It’s been about a year since a shift in the RCMP at the federal policing level came into effect. 

RCMP

Before Apr. 1, 2013, federal units were identified and assigned to specific areas of mandate – customs and excise, drug enforcement or some other specialization.

Now, however, serious organized crime, in general, is the target, irrespective of the commodity.

For the Burin-based unit, in addition to how the it does business, the shift meant a name change from Customs and Excise to Federal Policing Operations West.

Whereas before the section was focused on the smuggling of contraband, chiefly from the French islands of St. Pierre and Miquelon, Sergeant John Cribb, said the product, as long as it’s illegal, no longer really factors into the equation.
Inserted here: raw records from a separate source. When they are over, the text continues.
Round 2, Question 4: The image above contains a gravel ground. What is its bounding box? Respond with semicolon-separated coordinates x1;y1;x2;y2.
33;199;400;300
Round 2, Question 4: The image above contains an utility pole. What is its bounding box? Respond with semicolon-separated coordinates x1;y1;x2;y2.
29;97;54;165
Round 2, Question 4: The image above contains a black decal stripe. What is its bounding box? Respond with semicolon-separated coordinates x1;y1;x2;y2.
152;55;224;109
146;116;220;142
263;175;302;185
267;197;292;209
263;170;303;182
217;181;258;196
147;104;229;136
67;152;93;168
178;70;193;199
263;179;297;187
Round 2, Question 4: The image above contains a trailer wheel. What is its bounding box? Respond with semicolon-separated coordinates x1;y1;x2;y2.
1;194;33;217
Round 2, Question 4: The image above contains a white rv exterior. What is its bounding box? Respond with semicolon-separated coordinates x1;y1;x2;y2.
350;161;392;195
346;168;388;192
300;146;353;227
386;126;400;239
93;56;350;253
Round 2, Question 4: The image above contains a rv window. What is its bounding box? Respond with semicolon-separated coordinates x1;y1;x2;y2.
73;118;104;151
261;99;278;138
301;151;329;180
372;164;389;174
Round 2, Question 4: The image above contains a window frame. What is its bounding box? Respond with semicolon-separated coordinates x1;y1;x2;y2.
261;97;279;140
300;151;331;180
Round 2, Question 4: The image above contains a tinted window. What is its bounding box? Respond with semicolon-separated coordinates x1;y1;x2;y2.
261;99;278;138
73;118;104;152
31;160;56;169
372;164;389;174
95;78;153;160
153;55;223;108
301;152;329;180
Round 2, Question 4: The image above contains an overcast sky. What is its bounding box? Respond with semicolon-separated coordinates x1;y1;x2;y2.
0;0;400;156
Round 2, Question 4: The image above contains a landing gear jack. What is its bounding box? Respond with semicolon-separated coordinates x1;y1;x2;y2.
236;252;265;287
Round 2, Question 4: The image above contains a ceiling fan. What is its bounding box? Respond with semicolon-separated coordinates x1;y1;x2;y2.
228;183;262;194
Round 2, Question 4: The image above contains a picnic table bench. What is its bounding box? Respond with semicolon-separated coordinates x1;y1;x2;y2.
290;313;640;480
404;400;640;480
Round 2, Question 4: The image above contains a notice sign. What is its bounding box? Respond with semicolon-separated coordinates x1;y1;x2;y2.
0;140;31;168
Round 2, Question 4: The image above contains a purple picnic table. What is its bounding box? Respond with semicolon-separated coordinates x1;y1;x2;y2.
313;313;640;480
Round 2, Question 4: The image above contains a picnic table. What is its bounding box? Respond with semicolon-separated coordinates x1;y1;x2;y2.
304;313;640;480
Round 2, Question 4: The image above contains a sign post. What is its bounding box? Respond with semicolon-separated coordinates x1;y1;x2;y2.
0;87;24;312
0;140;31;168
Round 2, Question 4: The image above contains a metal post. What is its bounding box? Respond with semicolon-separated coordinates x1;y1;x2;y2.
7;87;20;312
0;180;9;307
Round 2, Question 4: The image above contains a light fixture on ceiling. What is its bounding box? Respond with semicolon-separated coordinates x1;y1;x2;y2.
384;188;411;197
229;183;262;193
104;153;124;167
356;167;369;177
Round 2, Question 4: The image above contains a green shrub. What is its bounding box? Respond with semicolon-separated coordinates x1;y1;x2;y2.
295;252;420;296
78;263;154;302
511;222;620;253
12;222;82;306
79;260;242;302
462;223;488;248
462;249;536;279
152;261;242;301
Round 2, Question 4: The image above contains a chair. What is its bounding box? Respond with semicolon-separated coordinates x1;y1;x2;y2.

“We’re no longer focused on a specific commodity like tobacco or alcohol or drugs. We focus on wherever the problem is, whether it be alcohol, tobacco or drugs.”

Though smuggling from St. Pierre and Miquelon is still very much on the unit’s radar everyday, Sgt. Cribb, the unit’s team leader, said the illegal drug trade on the Burin Peninsula has overtaken ‘bootlegging’.  

 “Obviously, drugs are probably the main problem, and prescription drugs are right up there at the top, as bad as any of the other drugs like cocaine or marijuana, and I think everybody kind of knows that.”

Sgt. Cribb, who explained organized crime is simply defined as three or more individuals working together to commit illegal activity, described people who trade illegal drugs as “entrepreneurs” who often dabble in contraband alcohol or cigarettes, as well, if there’s a buck to be made.

“We’re no longer focused on a specific commodity like tobacco or alcohol or drugs. We focus on wherever the problem is, whether it be alcohol, tobacco or drugs.” Sgt. John Cribb

“We haven’t forgotten anything. Everything is still covered. It’s just that we focus now on individual groups.”

As far as staffing goes, Sgt. Cribb said there are still 10 employees stationed at the RCMP’s Burin office, the same number as before, including eight regular members, an engineer for the patrol vessel, ‘MV Murray’, and a public servant tasked with office administration and other duties. However, the group is now one team, giving it more leverage, whereas before there were separate mandates.

“Now we come to work and we’re all – most of the time – working on the same project.”

Sgt. Cribb said the unit has laid several charges related to illegal drug trafficking, estimating there are currently about a dozen cases before the courts.

“Right now, we’re fully engaged, and it’s been fairly successful so far.”